Paulo Roberto Nunes Guedes, attuale Ministro dell’Economia del governo Bolsonaro, proviene da una famiglia di classe media di Rio de Janeiro, ed ha conseguito un dottorato in economia presso la famosa Università di Chicago, rinomata culla del pensiero neoliberale che ha avuto come suoi studenti, tra gli altri, Milton Friedman e George Joseph Stigler, entrambi vincitori del premio Nobel per l’economia.

Instancabile sostenitore di politiche economiche ultra-liberali, Guedes era in Cile negli anni 70 durante la dittatura militare di Pinochet, quando i cosiddetti Chicago boys, ovvero quel gruppo di giovani economisti cileni che avevano anch’essi studiato presso l’Università di Chicago, sono intervenuti nell’economia del Paese portandola, secondo le parole del Ministro dell’Economia, ad essere ‘ricca come la Svizzera’. Una forte austerità fiscale, un’apertura del mercato, un cambio flessibile, la riforma delle pensioni basata su un sistema di capitalizzazione, la riforma del lavoro, la diminuzione della spesa pubblica e le privatizzazioni sono alcune delle misure economiche di stampo neoliberale adottate in quel periodo, che hanno condotto il Chile verso una rapida crescita economica.

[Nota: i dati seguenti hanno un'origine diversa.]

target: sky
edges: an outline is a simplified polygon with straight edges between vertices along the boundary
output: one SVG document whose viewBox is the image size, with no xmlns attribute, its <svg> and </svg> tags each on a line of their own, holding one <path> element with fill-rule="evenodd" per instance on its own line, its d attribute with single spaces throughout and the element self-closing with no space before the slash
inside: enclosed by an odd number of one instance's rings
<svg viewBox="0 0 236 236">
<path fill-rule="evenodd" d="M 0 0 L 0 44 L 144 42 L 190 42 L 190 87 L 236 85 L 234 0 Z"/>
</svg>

Nel 2018 Guedes decide di accettare la proposta fatta da Bolsonaro di guidare il Ministero dell’Economia, sostenendo già da subito quali saranno le tre priorità della sua amministrazione: riforma delle pensioni, privatizzazioni e semplificazioni fiscali.

Per il Ministro dell’Economia, il successo elettorale del Presidente Bolsonaro si deve soprattutto a quella parte conservatrice del Paese che difende l’ordine e i valori della classe media e che è stanca della corruzione in ambito politico, della recessione economica e della mancanza di sicurezza pubblica. Per Guedes, in un Paese come il Brasile, sempre sull’orlo di crisi e disordini, Bolsonaro rappresenta colui che può finalmente portare l’ordine, mentre lui, liberale, contribuirà a portare il progresso, gli stessi ‘ordine e progresso’ impressi sulla bandiera brasiliana.

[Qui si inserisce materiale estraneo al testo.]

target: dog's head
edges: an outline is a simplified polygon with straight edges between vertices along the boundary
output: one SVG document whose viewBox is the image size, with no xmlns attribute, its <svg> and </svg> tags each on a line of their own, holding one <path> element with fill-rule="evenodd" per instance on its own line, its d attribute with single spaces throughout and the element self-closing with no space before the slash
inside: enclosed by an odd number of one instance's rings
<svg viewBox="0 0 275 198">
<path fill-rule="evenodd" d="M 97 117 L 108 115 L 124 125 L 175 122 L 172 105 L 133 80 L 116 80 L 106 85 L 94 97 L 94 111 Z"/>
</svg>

Secondo quanto afferma Guedes, sia lui, sia Bolsonaro, mirano a rinnovare il Brasile e a liberare i giovani brasiliani da quel ‘fardello socialista’ rappresentato dal Partito dei Lavoratori (PT) guidato dall’ex Presidente Lula da Silva. Il Partito dei Lavoratori (PT), coinvolto in uno dei più grandi scandali di corruzione del Brasile, è infatti colpevole, nelle parole del “guru” di Bolsonaro, di aver trascinato il Paese verso una grande recessione.

Durante una recente riunione ministeriale del governo Bolsonaro, resa pubblica dal Supremo Tribunale Federale (STF), ovvero la Corte Suprema del Brasile, prova nell’inchiesta che vede il Presidente della Repubblica indagato di presunta interferenza politica nella Polizia Federale, il Ministro dell’Economia ha ammesso come sia necessaria la riduzione della spesa pubblica per evitare di far collassare il Paese, come successe durante i governi degli ex Presidenti Dilma Roussef e Lula da Silva.

Per Guedes, il ‘cammino dello sviluppo’, basato su un’ingente spesa pubblica, ad esempio, per finanziare programmi sociali o per cercare di ridurre il divario tra le varie regioni del Brasile, non è la strada da seguire se non si vuole che il Paese ‘finisca come ai tempi in cui al governo c’era il Partito dei Lavoratori (PT)’, ovvero contrassegnato da stagnazione e conseguente recessione economica. 

Quale potrà essere il futuro dell’economia brasiliana guidata da Paulo Guedes?

La pandemia del nuovo coronavirus ha in parte compromesso la politica economica ultra-liberale del Ministro Guedes, basata su responsabilità fiscale, riforme strutturali ed investimenti privati. Per far fronte ad una situazione sanitaria sempre più precaria, è stato necessario infatti un ingente stanziamento di risorse economiche, considerato però dal Ministro dell’Economia soltanto come una spesa ‘eccezionale’ che non cambierà la rotta finora imboccata dal governo Bolsonaro in ambito economico.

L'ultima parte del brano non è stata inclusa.